- Born: Makaya Ntshoko October 29, 1939 Cape Town, South Africa
- Died: August 27, 2024 (aged 84)
- Genres: jazz
- Occupation: drummer
- Instrument: drums
- Years active: 1950s–2024

= Makaya Ntshoko =

South African drummer (1939–2024)

Makaya Ntshoko (29 October 1939 – 27 August 2024) was a South African drummer.

==Biography==
Makaya Ntshoko was born in Cape Town, South Africa, on 29 October 1939. He grew up in Langa.

He played with Dollar Brand's trio in 1958, and recorded in a sextet with Hugh Masekela and John Mehegan in 1959. He performed on The Jazz Epistles album, Jazz Epistle: Verse 1. After the breakup of the group, Ntshoko founded The Jazz Giants with Kippie Moeketsi, Dudu Pukwana, Gideon Nxumalo, and Martin Mgijima. Ntshoko left South Africa in 1962, moving to Switzerland and playing with Johnny Gertze and Dollar Brand at the Club Africana in Zurich from 1963 to 1965. He later settled in Basel.

Following Brand's move to New York City, Ntshoko played in Copenhagen (1966, 1969–70) and recorded with Stuff Smith (1967), Benny Bailey (1968), Dexter Gordon (1968–69), and Ben Webster (1969). He embarked on a tour of the United States and the Bahamas in the early 1970s. He and Masekela recorded again in 1972. In 1974, he founded Makaya and the Tsotsis with Heinz Sauer, Bob Degen, and Isla Eckinger (later replaced by Jürgen Wuchner). Concomitantly, Ntshoko played in Nicra with Nick Evans and Radu Malfatti. In 1975, he appeared alongside Joe McPhee and Pepper Adams at the Willisau Jazz Festival.
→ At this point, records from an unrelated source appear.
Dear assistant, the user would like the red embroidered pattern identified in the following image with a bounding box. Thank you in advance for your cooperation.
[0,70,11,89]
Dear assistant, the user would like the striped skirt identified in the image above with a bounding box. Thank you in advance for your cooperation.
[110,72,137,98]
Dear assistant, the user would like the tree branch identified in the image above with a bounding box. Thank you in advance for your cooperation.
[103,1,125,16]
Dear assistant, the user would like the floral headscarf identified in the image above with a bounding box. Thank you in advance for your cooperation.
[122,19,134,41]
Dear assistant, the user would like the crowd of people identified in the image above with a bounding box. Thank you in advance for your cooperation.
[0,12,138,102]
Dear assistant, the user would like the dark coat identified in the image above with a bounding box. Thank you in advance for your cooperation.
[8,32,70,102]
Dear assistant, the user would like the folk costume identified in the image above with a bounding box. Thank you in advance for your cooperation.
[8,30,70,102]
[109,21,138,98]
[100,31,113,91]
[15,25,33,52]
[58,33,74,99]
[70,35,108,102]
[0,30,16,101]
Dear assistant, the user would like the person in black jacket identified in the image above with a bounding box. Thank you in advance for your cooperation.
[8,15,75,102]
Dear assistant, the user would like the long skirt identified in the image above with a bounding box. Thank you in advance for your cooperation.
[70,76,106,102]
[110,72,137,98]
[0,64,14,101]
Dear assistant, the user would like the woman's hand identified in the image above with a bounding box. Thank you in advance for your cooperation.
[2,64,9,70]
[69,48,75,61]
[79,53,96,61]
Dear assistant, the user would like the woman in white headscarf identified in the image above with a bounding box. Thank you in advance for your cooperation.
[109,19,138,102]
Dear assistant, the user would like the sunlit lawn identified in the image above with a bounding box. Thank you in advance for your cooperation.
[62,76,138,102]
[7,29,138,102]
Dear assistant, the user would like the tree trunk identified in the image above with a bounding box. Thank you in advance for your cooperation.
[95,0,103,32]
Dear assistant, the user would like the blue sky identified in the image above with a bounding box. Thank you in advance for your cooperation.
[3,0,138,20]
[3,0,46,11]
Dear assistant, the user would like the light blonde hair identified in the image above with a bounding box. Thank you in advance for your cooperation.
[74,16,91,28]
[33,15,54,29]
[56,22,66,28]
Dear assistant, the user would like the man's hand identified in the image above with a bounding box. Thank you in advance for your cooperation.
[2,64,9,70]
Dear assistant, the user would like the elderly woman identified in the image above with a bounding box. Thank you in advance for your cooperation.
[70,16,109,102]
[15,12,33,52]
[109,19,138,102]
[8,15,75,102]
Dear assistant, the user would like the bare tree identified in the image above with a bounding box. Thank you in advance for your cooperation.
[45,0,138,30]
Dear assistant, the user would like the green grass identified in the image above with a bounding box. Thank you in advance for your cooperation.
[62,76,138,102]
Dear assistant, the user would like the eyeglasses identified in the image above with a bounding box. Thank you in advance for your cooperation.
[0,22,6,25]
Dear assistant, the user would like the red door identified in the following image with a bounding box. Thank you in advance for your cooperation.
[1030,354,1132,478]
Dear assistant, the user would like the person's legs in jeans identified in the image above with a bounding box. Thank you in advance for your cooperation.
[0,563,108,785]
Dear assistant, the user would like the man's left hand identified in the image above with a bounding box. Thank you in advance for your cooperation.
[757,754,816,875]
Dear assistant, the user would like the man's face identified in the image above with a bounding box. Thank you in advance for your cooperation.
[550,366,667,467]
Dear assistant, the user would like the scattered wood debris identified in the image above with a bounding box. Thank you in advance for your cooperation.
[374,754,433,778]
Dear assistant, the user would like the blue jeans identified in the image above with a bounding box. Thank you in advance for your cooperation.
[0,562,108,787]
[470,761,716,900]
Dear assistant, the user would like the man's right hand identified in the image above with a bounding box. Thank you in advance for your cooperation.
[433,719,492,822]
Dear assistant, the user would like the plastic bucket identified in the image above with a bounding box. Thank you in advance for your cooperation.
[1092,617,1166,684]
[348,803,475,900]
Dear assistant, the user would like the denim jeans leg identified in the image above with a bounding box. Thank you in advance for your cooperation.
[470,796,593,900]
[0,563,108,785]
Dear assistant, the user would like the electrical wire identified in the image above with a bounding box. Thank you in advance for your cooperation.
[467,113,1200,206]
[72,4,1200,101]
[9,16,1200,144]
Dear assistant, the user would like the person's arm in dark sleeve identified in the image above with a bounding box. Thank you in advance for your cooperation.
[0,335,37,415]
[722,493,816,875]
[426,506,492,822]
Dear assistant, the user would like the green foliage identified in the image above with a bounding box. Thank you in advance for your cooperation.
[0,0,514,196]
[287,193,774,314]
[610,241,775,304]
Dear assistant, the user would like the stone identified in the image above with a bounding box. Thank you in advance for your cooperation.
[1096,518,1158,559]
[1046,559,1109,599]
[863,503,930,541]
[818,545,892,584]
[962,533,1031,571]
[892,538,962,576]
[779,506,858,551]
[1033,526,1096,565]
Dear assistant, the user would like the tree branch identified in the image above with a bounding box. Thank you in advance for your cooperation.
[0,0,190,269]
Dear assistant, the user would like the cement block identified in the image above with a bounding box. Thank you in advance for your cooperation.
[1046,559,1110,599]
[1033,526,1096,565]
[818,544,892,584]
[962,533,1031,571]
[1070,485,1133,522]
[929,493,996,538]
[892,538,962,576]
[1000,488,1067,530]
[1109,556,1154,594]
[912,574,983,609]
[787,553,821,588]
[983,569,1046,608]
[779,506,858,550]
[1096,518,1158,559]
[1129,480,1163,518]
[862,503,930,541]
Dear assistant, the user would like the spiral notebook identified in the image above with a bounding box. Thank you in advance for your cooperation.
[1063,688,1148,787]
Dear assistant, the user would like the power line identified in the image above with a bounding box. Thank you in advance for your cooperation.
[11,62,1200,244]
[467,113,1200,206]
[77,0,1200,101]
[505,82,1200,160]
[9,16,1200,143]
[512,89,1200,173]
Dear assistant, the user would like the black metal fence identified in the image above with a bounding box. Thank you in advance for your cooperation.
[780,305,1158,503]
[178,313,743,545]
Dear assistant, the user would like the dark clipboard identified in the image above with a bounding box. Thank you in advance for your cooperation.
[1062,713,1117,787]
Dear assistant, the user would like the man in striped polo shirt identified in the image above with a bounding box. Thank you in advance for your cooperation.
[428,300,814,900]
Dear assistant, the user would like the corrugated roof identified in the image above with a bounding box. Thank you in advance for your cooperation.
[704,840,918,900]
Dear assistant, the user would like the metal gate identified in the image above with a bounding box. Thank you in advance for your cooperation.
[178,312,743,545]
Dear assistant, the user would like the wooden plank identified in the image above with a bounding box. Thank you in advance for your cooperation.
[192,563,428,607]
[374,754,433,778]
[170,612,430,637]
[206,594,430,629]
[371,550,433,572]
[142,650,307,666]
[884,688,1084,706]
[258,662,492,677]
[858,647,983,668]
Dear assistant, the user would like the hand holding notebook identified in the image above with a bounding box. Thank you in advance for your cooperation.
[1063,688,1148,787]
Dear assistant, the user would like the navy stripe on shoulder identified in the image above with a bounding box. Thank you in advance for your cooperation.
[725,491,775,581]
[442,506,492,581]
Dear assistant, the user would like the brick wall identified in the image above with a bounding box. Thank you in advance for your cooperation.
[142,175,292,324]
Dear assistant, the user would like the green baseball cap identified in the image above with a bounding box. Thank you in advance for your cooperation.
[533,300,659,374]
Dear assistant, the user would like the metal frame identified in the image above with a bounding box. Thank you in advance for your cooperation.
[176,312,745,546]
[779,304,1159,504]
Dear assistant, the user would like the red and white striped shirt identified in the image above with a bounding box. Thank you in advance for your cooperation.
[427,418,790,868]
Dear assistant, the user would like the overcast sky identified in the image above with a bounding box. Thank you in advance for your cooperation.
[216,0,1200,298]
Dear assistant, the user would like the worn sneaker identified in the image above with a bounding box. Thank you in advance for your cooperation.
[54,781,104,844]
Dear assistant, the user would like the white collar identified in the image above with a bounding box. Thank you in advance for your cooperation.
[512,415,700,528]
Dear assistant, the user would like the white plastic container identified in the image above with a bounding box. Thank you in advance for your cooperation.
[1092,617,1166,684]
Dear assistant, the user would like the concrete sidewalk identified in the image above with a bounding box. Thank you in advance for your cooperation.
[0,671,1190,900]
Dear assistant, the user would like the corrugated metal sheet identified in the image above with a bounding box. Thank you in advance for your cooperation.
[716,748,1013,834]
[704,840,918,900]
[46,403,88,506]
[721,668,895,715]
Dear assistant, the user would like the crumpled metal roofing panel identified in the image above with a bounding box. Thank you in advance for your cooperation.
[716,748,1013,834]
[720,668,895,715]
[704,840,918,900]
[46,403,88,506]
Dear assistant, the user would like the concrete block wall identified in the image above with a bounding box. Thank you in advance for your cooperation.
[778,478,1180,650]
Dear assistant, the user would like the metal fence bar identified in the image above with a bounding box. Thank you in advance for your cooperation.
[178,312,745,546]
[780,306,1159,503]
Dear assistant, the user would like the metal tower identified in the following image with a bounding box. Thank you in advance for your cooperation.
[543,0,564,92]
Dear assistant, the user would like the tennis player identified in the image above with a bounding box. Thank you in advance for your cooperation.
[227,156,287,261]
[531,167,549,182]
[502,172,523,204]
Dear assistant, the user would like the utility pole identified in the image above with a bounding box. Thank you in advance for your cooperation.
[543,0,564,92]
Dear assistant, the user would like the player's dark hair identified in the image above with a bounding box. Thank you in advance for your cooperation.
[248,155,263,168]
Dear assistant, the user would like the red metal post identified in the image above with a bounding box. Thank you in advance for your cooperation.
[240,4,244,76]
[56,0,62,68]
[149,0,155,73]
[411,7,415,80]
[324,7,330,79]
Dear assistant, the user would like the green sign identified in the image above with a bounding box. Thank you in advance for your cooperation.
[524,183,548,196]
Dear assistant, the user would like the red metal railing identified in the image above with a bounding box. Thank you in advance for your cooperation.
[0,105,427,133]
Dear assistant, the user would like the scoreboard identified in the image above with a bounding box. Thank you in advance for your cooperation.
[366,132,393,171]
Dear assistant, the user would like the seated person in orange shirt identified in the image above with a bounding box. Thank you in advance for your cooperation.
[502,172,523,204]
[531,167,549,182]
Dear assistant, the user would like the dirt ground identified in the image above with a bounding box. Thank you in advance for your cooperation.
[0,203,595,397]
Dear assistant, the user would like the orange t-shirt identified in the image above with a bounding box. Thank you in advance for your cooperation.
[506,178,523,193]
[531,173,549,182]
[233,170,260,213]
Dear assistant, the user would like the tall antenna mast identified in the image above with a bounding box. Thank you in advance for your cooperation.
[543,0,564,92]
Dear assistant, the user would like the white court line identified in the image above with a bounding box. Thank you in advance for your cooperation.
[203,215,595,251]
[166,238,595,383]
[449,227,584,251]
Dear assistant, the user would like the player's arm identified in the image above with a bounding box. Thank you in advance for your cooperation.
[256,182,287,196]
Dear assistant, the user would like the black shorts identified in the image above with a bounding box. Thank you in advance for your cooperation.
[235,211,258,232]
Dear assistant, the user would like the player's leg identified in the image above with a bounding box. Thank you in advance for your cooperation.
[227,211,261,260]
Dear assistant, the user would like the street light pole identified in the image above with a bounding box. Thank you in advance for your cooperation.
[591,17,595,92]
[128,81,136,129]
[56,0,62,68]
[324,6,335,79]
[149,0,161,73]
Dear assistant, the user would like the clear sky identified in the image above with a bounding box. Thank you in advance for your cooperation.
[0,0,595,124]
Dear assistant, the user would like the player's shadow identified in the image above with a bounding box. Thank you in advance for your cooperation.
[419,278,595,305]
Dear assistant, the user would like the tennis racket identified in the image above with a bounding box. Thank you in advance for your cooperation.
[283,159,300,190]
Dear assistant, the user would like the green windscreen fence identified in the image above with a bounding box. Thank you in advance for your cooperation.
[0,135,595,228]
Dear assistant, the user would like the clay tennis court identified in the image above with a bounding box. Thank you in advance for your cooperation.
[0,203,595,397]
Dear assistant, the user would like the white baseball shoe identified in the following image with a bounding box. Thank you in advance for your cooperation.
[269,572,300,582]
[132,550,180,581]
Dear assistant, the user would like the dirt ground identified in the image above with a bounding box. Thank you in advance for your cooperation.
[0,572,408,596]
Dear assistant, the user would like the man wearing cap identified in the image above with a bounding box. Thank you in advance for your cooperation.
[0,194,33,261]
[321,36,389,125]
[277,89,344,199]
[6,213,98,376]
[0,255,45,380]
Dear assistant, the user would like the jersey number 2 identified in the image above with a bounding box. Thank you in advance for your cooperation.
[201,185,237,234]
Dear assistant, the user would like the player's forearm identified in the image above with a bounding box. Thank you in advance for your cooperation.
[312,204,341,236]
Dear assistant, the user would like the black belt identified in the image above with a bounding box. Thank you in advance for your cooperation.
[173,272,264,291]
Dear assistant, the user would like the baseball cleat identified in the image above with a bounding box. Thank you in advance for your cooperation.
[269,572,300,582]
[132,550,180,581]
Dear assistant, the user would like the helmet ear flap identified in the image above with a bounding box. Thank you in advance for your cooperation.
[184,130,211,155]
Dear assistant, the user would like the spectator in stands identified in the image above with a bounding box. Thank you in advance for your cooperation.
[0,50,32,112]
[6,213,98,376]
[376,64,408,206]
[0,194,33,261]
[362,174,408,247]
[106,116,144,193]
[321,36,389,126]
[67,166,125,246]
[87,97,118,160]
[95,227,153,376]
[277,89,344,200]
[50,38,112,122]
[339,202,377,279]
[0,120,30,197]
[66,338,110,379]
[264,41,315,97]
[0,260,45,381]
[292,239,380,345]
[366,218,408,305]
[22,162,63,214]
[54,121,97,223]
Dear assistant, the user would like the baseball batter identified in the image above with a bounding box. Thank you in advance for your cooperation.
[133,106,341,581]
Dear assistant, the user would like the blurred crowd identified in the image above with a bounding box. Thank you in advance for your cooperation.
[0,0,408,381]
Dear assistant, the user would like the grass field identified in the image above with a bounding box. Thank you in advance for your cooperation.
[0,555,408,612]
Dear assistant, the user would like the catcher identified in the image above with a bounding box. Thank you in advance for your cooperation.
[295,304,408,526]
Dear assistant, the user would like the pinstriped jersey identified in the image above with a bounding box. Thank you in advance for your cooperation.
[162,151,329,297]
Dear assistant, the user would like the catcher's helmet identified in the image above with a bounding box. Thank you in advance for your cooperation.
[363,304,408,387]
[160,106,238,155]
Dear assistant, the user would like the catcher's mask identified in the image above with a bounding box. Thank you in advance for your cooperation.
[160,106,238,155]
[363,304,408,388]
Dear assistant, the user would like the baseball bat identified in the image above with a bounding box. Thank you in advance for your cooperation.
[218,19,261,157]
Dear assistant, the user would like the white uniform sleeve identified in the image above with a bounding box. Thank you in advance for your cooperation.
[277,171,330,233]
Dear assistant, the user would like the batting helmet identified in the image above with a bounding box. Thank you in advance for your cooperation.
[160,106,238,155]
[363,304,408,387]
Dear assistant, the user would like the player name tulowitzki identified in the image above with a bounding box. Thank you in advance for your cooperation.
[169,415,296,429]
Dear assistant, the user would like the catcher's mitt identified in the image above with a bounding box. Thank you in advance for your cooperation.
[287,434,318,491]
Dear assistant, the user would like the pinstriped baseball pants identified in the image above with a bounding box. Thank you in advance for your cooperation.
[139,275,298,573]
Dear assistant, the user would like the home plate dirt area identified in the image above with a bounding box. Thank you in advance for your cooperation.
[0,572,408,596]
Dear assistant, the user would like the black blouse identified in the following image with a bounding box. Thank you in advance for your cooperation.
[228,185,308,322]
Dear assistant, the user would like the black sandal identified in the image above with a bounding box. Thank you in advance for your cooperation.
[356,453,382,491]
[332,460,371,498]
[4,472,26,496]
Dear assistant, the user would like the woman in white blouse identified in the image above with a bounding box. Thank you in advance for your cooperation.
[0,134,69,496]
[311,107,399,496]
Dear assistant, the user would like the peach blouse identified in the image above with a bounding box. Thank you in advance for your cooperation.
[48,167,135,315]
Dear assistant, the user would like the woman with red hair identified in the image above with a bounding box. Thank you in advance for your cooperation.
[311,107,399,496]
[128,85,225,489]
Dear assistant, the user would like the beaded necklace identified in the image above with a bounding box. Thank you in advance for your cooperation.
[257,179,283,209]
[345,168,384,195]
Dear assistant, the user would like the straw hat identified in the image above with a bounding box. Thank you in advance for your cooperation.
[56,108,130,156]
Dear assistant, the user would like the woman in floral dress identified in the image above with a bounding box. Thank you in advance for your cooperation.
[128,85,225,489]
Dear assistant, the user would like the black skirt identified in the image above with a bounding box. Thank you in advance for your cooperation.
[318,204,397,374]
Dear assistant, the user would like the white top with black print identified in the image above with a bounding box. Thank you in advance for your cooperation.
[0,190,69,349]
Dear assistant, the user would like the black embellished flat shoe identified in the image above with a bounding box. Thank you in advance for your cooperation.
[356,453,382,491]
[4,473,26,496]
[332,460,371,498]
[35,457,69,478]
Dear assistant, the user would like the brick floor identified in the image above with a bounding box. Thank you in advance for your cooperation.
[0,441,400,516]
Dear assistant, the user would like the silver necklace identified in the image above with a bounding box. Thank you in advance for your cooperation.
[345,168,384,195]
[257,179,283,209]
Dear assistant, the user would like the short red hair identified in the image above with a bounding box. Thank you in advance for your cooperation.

He collaborated with Mal Waldron (1977–79) and Johnny Dyani (1978).

Ntshoko died on 27 August 2024, at the age of 84.

==Discography==
===As leader or co-leader===
- Makaya & the Tsotsis with Heinz Sauer, Bob Degen, Isla Eckinger (Enja, 1974)
- Happy House (SteepleChase, 2008)

===As sideman===
- With Pepper Adams
- Twelfth & Pingree (Enja, 1975)
- Julian (Enja, 1976)

- With Dollar Brand
- Duke Ellington Presents the Dollar Brand (Reprise, 1961)
- Dollar Brand Plays Sphere Jazz (Continental, 1962)
- Anatomy of a South African Village (Fontana, 1965)
- The Dream Trio (Freedom, 1979)
- Round Midnight at the Montmartre (Black Lion, 1988)
- Blues for a Hip King (Kaz, 1988)

- With Johnny Dyani
- Song for Biko (SteepleChase, 1979)
- Grand Mother's Teaching (Disques Jam, 1982)

- With Hugh Masekela
- Home Is Where the Music Is (Blue Thumb, 1972)
- The African Connection (MCA, 1980)

- With Joe McPhee
- The Willisau Concert (Hat Hut, 1976)

- With Marvin Peterson
- In Antibes (Enja, 1977)
- Tribute (Baystate, 1979)

- With Mal Waldron
- One-Upmanship (Enja, 1977)
- Moods (Enja, 1978)

- With Ben Webster
- Ben Webster Plays Ballads (Storyville, 1988)
- Plays Duke Ellington (Storyville, 1988)

- With others
- Benny Bailey, Soul Eyes (SABA, 1968)
- Sathima Bea Benjamin, A Morning in Paris (Enja, 1997)
- Bob Degen, Sequoia Song (Enja, 1976)
- Dexter Gordon, Stella by Starlight (SteepleChase, 2005)
- Keith Jarrett, Charles Lloyd, Dollar Brand, Michael White, Europa Jazz (Europa Jazz, 1981)
- Jazz Epistles, Jazz Epistle Verse 1 (Continental, 1960)
- Gideon Nxumalo, Jazz Fantasia (Renown, 1962)
- Stuff Smith, Hot Violins (Storyville, 1991)
- John Tchicai, Irene Schweizer, Willi the Pig: Live at the Willisau Jazz Festival (Willisau Live, 1976)

==Sources==
- Lars Rasmussen, "Makaya Ntshoko". Grove Dictionary of Jazz online.